Of course this was not supposed to be a problem. A Presidential Commission headed by Alan Greenspan recommended in 1982 that payroll taxes be increased in order to begin pre-funding the retirement of the Baby Boomers through a trust fund. Rather than saving the surpluses to prepare for the massive demographic shift as was planned. Greenspan allowed Congress to borrow the funds for other government programs and to make the federal deficit appear smaller. The surplus funds were replaced with government I.O.U’s which now represent an unfunded liability for taxpayers.
Since 1983, $647 billion has been borrowed from Social Security's trust fund to lower the size of the annual budget deficit. Money borrowed from the trust fund will have to be paid back through tax increases or benefit cuts once the Boomers start collecting their Social Security benefits.
While the Social Security system is running annual surpluses today, it will need to start tapping into the reserves around 2012 to meet its‘ benefit obligations.

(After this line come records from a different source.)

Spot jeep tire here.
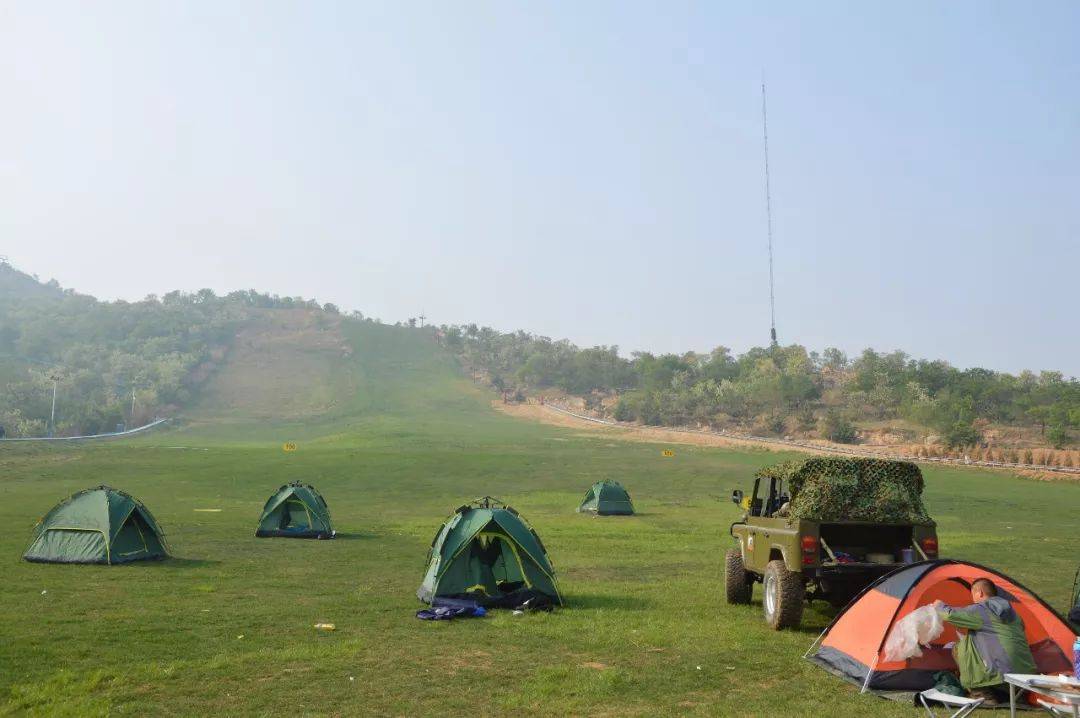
[761,560,806,631]
[724,548,754,604]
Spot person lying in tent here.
[934,579,1039,705]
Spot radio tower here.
[761,79,777,346]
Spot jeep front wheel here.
[724,548,754,604]
[761,560,806,631]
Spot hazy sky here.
[0,0,1080,375]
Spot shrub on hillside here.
[1047,424,1069,449]
[821,411,859,444]
[942,421,983,449]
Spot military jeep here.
[725,457,937,629]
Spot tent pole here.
[802,623,833,658]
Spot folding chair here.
[919,688,986,718]
[1035,699,1072,716]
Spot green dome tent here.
[23,484,168,564]
[416,497,563,607]
[255,482,337,539]
[578,478,634,516]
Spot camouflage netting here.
[757,457,933,524]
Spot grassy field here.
[0,325,1080,716]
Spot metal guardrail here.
[543,401,1080,475]
[0,419,168,442]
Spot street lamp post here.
[49,374,60,436]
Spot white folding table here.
[1003,673,1080,718]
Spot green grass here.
[0,325,1080,716]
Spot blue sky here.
[0,1,1080,375]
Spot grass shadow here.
[334,531,376,541]
[563,594,652,611]
[157,556,221,570]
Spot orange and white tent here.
[807,560,1076,691]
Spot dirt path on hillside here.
[491,401,1080,480]
[491,401,807,453]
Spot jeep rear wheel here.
[724,548,754,604]
[761,560,806,631]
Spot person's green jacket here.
[941,596,1039,691]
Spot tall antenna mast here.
[761,78,777,344]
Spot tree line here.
[441,324,1080,448]
[0,262,339,436]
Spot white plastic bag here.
[885,606,945,662]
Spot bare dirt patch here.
[491,401,810,451]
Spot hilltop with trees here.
[0,261,1080,453]
[443,325,1080,448]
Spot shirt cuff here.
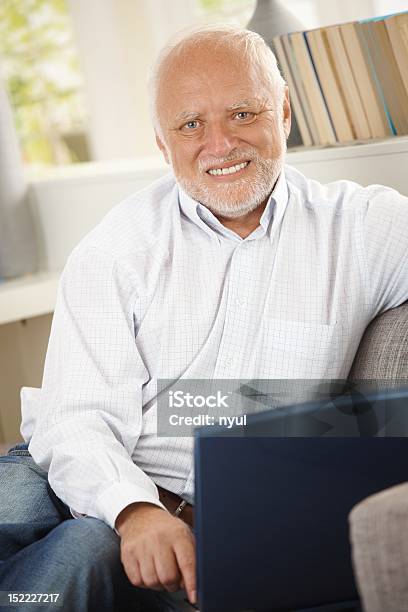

While it may not be a Ponzi scheme by the purest definition, to all the taxpaying citizens who have been forced to pay into this system our entire work lives the final outcome may feel the same. Just like Madoff’s victims who thought they were building a safety net for their golden years, those of us who contributed each pay period to Social Security thought we had something we could count on when we retired. We may not have thought it would be enough but we all expected to get a fair return. Now it looks like we will be lucky to get anything and we will all have to work longer to get it.